Помните, Анна Викторовна, как после уроков Капа шла на курсы медсестер, а по ночам вместе с подругами разгружала санитарные эшелоны, ухаживала за ранеными в госпитале. Первое время домой возвращалась молчаливой, побледневшей, взволнованной тем, что приходилось пережить за долгую госпитальную ночь. А руки, без устали бинтуя раны, становились все проворнее, а глаза все суше и строже. Видя страдания людей, она училась тогда быть сильной и мужественной.
Вам до последнего времени не верилось, что скоро придется расстаться с дочкой. А она все ходила в военкомат. И, наконец, когда ей исполнилось семнадцать, военком, сломленный упорством девушки, устало махнул рукой:
— Ну что же, Девятова, быть по-твоему.
В тот день вы, как обычно, вели урок. Прозвенел звонок на перемену. В учительской вы увидели, что коллеги обступили кого-то. Они заметили вас, расступились. Перед вами стояла как будто бы Капа, и в то же время не она. Девушка что-то протянула вам — в ее ладонях лежали остриженные косы. А Капа, тряхнув мальчишечьей стрижкой, выпалила:
— Мама, я еду на фронт.
Конечно, вы гордились дочерью, знали, что она не могла поступить иначе. Но вы почувствовали, что ноги вдруг обмякли, все поплыло в каком-то тумане. Вас тут же подхватили под руки, дали воды…
Пришел отец с работы, узнал, что дочка едет на фронт, спросил севшим до хрипоты голосом:
— А портянки-то умеешь навертывать, солдат? Давай научу.
Через полгода ушел на войну и муж. С четырьмя ребятишками остались вы тогда. Когда стало совсем трудно, сами отвели на завод тринадцатилетнего Женю — его от земли-то не видать было.
В конце лета вернулся после госпиталя один уфалеец, уходивший на фронт вместе с Капой. Вы, не помня себя, побежали к нему домой — от дочери почти полгода не было писем, вдруг он что-нибудь знает. Лучше бы не ходить к нему, лучше бы не слышать того, что он сказал. Всю ночь не сомкнули глаз, будто окаменев, лежали в тишине уснувшего дома. Раненый сказал, что Капа убита в придонских степях, что сам положил ее на носилки.

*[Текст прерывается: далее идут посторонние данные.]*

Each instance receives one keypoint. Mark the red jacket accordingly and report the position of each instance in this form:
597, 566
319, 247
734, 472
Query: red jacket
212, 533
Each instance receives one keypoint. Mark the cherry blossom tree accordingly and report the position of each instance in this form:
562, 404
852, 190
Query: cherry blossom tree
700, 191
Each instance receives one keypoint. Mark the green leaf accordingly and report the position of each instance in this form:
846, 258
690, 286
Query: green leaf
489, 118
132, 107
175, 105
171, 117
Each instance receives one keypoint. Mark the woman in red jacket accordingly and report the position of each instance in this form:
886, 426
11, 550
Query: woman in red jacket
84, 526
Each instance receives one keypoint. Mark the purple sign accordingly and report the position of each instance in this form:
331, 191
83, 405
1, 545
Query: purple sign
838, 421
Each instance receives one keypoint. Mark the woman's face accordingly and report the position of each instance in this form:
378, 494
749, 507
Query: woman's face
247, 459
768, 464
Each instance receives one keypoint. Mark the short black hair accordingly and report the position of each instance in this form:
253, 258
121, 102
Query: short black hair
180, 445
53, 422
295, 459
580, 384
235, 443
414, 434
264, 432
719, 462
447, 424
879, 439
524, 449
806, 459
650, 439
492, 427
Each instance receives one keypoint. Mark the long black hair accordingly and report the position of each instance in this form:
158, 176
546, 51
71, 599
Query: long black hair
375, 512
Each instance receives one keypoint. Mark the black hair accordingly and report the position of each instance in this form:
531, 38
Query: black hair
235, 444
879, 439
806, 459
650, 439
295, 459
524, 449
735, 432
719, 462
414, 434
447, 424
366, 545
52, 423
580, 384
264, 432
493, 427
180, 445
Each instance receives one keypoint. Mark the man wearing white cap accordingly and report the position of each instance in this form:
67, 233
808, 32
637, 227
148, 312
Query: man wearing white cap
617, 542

Да только ошибся земляк. Видно, за Капу Девятову в грохоте сражения принял он другую девушку.
И вот пришла радость — письмо из Сталинграда. Капа писала, что жива-здорова, бьет фашистов и вернется домой с победой. Она успокаивала мать, справлялась об отце, о Толе, о младших братишках и сестренках. И ни слова о том, как ей трудно, как трудно всем, кто стоит насмерть у стен Сталинграда.